The guidelines, consisting of an amendment to the State Operation Manual (SOM), “Appendix PP Guidance to Surveyors for Long-Term Care Facilities,” include the following rules:

  • The facility must have a system to account for controlled medications’ receipt and disposition in sufficient detail to enable an accurate reconciliation, and that the facility conduct a periodic reconciliation.
  • These records must detail the name and strength of the medication, the quantity and date received, and the recipient’s name (the only exception is single-unit packages of medications that are not dispensed pursuant to a specific order).
  •  Records must be kept of personnel access, usage, and disposition of all controlled medications with sufficient detail to allow reconciliation (e.g., the MAR, proof-of-use sheets, or declining inventory sheets), including destruction, wastage, return to the pharmacy/manufacturer, or disposal in accordance with applicable state requirements;
  • Periodic reconciliations of all records so as to minimize the time between the actual loss or potential diversion and the time of detection and follow-up to determine the extent of loss. In some circumstances, this reconciliation might be daily.
  • If discrepancies are identified during the reconciliation, the pharmacist and the facility develop and implement recommendations for resolving them, and make referrals to law enforcement agencies as appropriate.
  • Data from injectable, scheduled drug tracking should be regularly reviewed, and discrepancies or unusual access patterns investigated, including whether residents should be screened for exposure to blood-borne pathogens.
  • Disposal methods for controlled medications must involve a secure and safe method to prevent diversion and/or accidental exposure.

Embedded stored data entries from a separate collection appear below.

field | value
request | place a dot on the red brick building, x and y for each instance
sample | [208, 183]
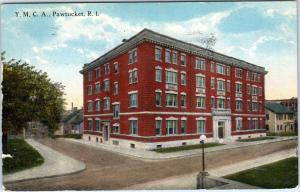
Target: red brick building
[156, 91]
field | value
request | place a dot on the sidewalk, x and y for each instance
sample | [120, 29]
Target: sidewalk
[56, 164]
[152, 156]
[188, 181]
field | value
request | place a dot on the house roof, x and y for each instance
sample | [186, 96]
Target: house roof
[163, 40]
[277, 108]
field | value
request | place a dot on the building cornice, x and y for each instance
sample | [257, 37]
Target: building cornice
[171, 43]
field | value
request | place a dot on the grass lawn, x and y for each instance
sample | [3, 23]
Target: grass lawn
[24, 156]
[281, 174]
[283, 134]
[185, 147]
[255, 139]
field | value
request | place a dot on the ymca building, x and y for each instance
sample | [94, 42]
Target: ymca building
[155, 91]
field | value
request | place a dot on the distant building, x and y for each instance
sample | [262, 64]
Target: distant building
[279, 118]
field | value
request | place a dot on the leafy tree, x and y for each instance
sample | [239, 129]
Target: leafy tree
[29, 95]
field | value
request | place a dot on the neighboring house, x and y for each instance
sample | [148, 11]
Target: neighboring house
[279, 118]
[155, 91]
[72, 122]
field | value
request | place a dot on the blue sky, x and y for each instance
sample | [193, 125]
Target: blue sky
[264, 33]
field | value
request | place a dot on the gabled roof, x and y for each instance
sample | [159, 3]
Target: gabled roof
[277, 108]
[163, 40]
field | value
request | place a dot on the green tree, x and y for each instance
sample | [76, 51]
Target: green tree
[29, 95]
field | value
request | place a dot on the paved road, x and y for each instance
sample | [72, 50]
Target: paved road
[106, 170]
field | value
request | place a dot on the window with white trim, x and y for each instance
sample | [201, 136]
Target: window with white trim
[133, 100]
[90, 106]
[97, 105]
[97, 125]
[200, 81]
[183, 79]
[158, 125]
[221, 103]
[238, 105]
[116, 111]
[167, 56]
[133, 127]
[171, 100]
[157, 53]
[171, 77]
[90, 90]
[201, 126]
[106, 85]
[200, 63]
[239, 123]
[158, 99]
[200, 102]
[220, 68]
[172, 127]
[158, 75]
[183, 126]
[175, 57]
[183, 59]
[106, 103]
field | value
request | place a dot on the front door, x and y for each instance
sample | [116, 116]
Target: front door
[221, 128]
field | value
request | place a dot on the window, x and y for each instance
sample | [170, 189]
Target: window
[116, 88]
[90, 124]
[90, 90]
[221, 85]
[228, 86]
[183, 59]
[168, 56]
[212, 67]
[254, 106]
[248, 75]
[171, 77]
[238, 88]
[220, 69]
[116, 129]
[172, 127]
[171, 100]
[158, 75]
[212, 100]
[238, 73]
[106, 85]
[90, 76]
[239, 123]
[97, 124]
[200, 102]
[221, 103]
[183, 79]
[97, 105]
[183, 126]
[158, 125]
[90, 106]
[116, 110]
[201, 126]
[133, 100]
[133, 76]
[158, 98]
[175, 57]
[106, 69]
[157, 53]
[183, 101]
[200, 64]
[133, 127]
[238, 105]
[200, 82]
[106, 103]
[116, 68]
[97, 73]
[212, 83]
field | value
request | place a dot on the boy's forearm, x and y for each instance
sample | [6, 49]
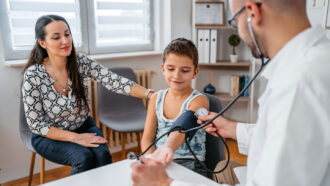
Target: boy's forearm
[145, 145]
[175, 140]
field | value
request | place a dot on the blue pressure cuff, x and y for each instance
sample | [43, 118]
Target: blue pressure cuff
[186, 120]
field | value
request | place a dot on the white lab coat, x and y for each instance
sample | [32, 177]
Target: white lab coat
[290, 143]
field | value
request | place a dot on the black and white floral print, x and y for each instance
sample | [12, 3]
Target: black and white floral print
[45, 107]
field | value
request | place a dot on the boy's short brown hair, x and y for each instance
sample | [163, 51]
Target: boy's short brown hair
[182, 46]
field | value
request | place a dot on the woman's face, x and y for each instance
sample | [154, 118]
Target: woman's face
[58, 39]
[178, 71]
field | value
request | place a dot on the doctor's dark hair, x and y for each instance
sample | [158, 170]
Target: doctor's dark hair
[182, 46]
[38, 54]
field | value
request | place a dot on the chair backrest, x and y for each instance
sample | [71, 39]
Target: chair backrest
[24, 130]
[215, 149]
[113, 105]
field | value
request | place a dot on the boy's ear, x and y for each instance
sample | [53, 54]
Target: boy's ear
[162, 66]
[195, 72]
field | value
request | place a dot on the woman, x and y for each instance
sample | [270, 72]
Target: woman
[55, 98]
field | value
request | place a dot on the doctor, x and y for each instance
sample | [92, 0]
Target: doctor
[290, 143]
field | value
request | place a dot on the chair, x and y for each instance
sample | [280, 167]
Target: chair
[215, 149]
[123, 114]
[26, 136]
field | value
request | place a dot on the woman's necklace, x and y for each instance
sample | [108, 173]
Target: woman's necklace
[55, 78]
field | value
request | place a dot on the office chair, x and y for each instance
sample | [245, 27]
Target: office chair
[123, 114]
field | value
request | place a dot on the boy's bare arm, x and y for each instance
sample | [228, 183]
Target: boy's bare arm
[150, 126]
[176, 139]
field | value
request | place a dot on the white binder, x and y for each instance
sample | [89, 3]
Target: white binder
[206, 50]
[200, 45]
[213, 46]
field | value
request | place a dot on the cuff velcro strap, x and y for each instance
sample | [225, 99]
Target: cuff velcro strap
[186, 121]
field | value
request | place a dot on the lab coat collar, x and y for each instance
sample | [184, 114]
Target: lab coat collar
[293, 49]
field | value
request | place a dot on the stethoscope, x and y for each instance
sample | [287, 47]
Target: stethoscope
[132, 155]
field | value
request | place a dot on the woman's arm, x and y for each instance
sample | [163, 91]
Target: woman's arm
[150, 126]
[35, 115]
[109, 79]
[84, 139]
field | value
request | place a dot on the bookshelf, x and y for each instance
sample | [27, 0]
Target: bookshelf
[223, 68]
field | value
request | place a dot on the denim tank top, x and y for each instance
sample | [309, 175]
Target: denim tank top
[197, 143]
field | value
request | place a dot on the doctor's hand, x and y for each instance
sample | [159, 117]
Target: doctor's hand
[162, 155]
[150, 172]
[225, 127]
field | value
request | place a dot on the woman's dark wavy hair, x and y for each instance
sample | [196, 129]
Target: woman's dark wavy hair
[182, 46]
[38, 54]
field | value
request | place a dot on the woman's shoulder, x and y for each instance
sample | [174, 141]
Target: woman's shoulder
[35, 70]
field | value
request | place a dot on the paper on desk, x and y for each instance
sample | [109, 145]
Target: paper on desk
[241, 174]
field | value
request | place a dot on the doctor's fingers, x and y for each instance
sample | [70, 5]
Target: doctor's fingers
[203, 119]
[99, 139]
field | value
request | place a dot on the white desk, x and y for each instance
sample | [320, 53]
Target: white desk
[119, 174]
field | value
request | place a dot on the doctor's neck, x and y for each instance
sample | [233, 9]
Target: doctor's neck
[282, 20]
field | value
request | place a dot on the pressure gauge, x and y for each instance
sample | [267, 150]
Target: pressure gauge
[201, 112]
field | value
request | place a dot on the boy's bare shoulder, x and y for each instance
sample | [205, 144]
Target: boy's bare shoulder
[199, 101]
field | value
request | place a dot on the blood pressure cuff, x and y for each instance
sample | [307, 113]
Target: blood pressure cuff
[186, 120]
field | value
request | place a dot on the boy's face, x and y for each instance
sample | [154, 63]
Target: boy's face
[178, 71]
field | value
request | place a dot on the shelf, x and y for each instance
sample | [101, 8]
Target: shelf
[226, 65]
[225, 97]
[199, 26]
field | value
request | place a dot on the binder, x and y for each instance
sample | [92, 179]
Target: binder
[206, 50]
[213, 46]
[200, 45]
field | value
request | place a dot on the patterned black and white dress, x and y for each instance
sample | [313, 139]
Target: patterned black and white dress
[45, 107]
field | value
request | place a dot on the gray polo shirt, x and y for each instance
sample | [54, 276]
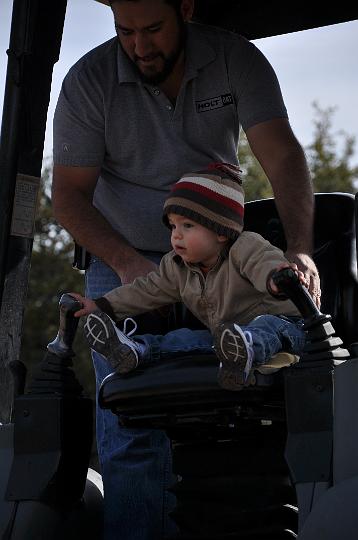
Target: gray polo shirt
[106, 116]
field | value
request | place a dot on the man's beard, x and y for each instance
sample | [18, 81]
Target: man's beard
[168, 62]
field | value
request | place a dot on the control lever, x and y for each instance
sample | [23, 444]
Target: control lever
[288, 283]
[62, 345]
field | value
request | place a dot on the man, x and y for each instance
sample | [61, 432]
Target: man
[133, 115]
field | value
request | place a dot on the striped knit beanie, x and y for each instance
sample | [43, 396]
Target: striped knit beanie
[213, 197]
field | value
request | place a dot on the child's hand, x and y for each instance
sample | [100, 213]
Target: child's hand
[293, 267]
[88, 305]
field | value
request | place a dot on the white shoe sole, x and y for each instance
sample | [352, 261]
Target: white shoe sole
[104, 338]
[231, 349]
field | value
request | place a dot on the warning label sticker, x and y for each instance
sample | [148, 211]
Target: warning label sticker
[25, 202]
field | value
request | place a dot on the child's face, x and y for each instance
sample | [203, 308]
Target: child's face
[193, 242]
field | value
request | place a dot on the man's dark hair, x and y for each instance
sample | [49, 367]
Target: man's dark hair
[176, 4]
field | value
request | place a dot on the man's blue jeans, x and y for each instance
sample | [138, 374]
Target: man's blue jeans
[270, 334]
[136, 464]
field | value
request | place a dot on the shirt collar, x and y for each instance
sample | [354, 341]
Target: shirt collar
[223, 255]
[198, 54]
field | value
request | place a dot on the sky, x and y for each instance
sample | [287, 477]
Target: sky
[314, 65]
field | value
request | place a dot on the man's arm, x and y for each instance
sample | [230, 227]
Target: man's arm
[72, 194]
[284, 163]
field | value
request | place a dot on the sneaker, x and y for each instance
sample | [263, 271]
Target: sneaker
[105, 338]
[234, 348]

  • The standard of practice for documenting usage of liquid controlled medications is to record the starting volume from the label, record each dose administered, subtract the dose administered from the previously recorded volume, and record the remaining amount.
  • The facility must store all drugs and biologicals in locked compartments under proper temperature controls, and permit only authorized personnel to have access to the keys, security codes or cards, or other technology such as fingerprints.
  • During a medication pass, medications must be under the direct observation of the person administering the medications or locked in the medication storage area/cart.
  • All drugs and biologicals used in the facility are to be labeled in accordance with professional standards, including expiration dates and with appropriate accessory and cautionary instructions.

In addition, the new rules contain specific guidelines for investigating cases of drug diversion or theft. CMS management of controlled substances is a hot topic and will effect all facilities.